W. Joseph Campbell

Memorable late October: A new edition of ‘Getting It Wrong’ and more

In Anniversaries, Debunking, Error, Media myths, Media myths and radio, Photographs, Quotes, Television on October 30, 2016 at 5:59 pm

screen-shot-2016-09-23-at-3-53-56-pmLate October makes for memorable times in media-mythbusting.

The anniversary of the mythical panic broadcast — Orson Welles’ clever radio adaptation of The War of the Worlds that supposedly touched off nationwide panic and mass hysteria in 1938 — falls this evening.

Today also marks the seventh anniversary of the launch of Media Myth Alert.

And late October this year brought the publication of an expanded second edition of Getting It Wrong, my award-winning mythbusting book, published by University of California Press.

The second edition includes a new preface, and three new chapters that discuss:

  • The myth of the first televised presidential debate in 1960 between John F. Kennedy and Richard M. Nixon — notably that television viewers and radio listeners reached dramatically different conclusions about who won the encounter. In Getting It Wrong, I characterize the notion of viewer-listener disagreement as “a robust trope” that’s often cited as “conclusive evidence of the power of television images and the triumph of image over substance.” I also present reasons why the debate of September 26, 1960, was at best a small factor in the outcome of the election, which Kennedy narrowly won.screen-shot-2016-10-30-at-5-01-49-pm
  • The myths of the “Napalm Girl” photograph, taken in Vietnam in June 1972, which shows a cluster of children burned or terrorized by an errant napalm attack. I note the photograph has given rise to a variety of media myths — notably that American warplanes dropped the napalm. The attack was carried out by the South Vietnamese Air Force. Related myths are that the photograph was so powerful that it turned U.S. public opinion against the war, that it hastened an end to the war, and that it was published on newspaper front pages across the country. (Many leading U.S. daily newspapers did publish the photograph; many abstained.)
  • The spread of bogus quotations via social media and the Internet.  Among the examples discussed in the new edition is this phony quotation, attributed to Thomas Jefferson: “Some of my finest hours have been spent on my back veranda, smoking hemp and observing as far as my eye can see.” The utterance, I point out, is found in none of Jefferson’s writings. And there is no evidence the third U.S. president smoked hemp or other substances, including tobacco. Even so, the obviously preposterous quote — like many others attributed to important men and women of the past — “is too alluring and oddly amusing to drift away as so much historical rubbish,” I write.

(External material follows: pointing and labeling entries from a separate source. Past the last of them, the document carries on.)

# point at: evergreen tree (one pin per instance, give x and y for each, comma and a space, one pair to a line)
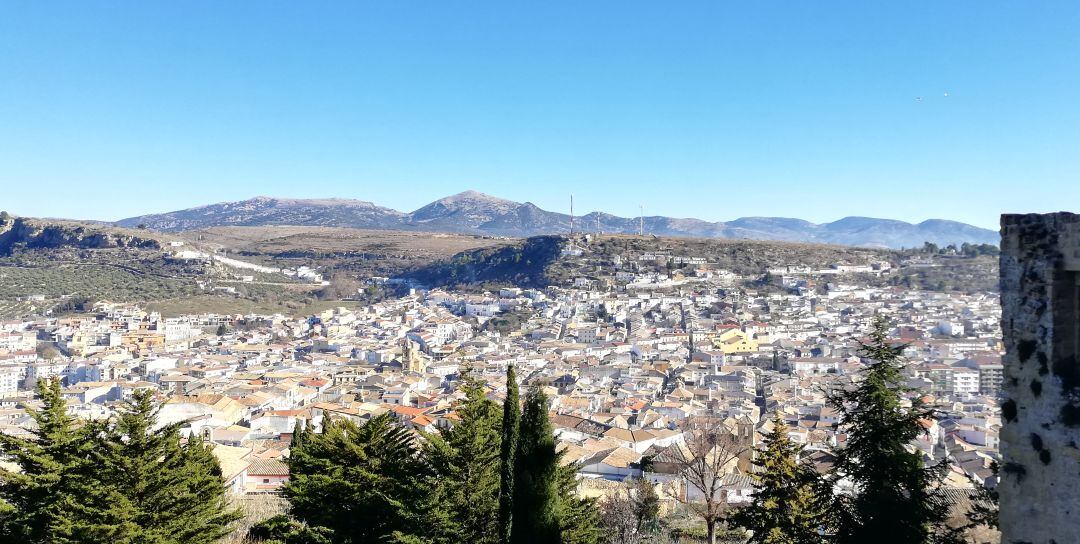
31, 497
894, 498
463, 481
579, 520
284, 530
148, 486
785, 508
508, 448
537, 485
359, 480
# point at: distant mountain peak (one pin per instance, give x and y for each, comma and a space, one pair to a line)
476, 213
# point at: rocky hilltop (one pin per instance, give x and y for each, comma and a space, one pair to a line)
39, 234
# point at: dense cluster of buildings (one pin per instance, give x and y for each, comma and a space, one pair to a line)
628, 358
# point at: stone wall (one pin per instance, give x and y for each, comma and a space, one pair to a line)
1040, 405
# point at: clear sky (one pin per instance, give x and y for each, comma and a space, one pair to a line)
713, 109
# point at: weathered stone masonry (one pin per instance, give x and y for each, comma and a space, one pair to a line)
1040, 405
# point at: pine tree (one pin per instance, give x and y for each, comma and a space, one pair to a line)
537, 483
508, 448
894, 498
464, 480
31, 498
359, 480
149, 486
785, 508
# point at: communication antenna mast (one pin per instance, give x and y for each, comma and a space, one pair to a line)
571, 213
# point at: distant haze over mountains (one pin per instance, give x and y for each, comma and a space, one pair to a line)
474, 213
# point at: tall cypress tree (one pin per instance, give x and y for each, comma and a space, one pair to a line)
55, 451
508, 448
463, 484
894, 498
785, 508
537, 483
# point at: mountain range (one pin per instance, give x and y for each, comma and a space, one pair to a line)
474, 213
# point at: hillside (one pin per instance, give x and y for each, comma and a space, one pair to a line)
474, 213
50, 266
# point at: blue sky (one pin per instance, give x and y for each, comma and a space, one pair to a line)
711, 109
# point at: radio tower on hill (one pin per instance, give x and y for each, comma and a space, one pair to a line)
571, 214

The second edition of Getting It Wrong also explores the tenacity of prominent media myths, calling attention to the roles of celebrities and luminaries — authors, entertainers, and social critics, as well as politicians and talk show hosts — in amplifying dubious or apocryphal tales about the news media and their power.

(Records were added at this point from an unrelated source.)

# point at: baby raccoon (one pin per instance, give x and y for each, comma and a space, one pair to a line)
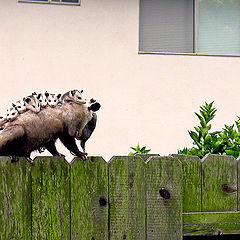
75, 96
53, 100
20, 106
32, 103
12, 113
3, 120
42, 98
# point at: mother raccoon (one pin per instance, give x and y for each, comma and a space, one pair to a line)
31, 131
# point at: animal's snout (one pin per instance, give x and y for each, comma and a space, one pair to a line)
94, 107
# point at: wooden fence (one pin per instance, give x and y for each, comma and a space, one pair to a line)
140, 197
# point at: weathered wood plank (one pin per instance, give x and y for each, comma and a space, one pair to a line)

The upshot of the celebrity effect, I write, is scarcely trivial: The prominence of luminaries helps ensure that the myths will reach wide audiences, making the myths all the more difficult to uproot. The importance of the celebrity effect in the diffusion of media myths has become better recognized, and better documented, in the years since publication in 2010 of the first edition of Getting It Wrong, I point out.

Myth-telling luminaries include Vice President Joe Biden, radio talk show host Rush Limbaugh, former President Jimmy Carter, humorist Garrison Keillor, and author and TV commentator Juan Williams.

I further note that for journalists, media myths “are very seductive: They place the news media at the epicenter of vital and decisive moments of the past, they tell of journalistic bravado and triumph, and they offer memorable if simplistic narratives that are central to journalism’s amour propre.

“They also encourage an assumption that, the disruption and retrenchment in their field notwithstanding, journalists can be moved to such heights again.”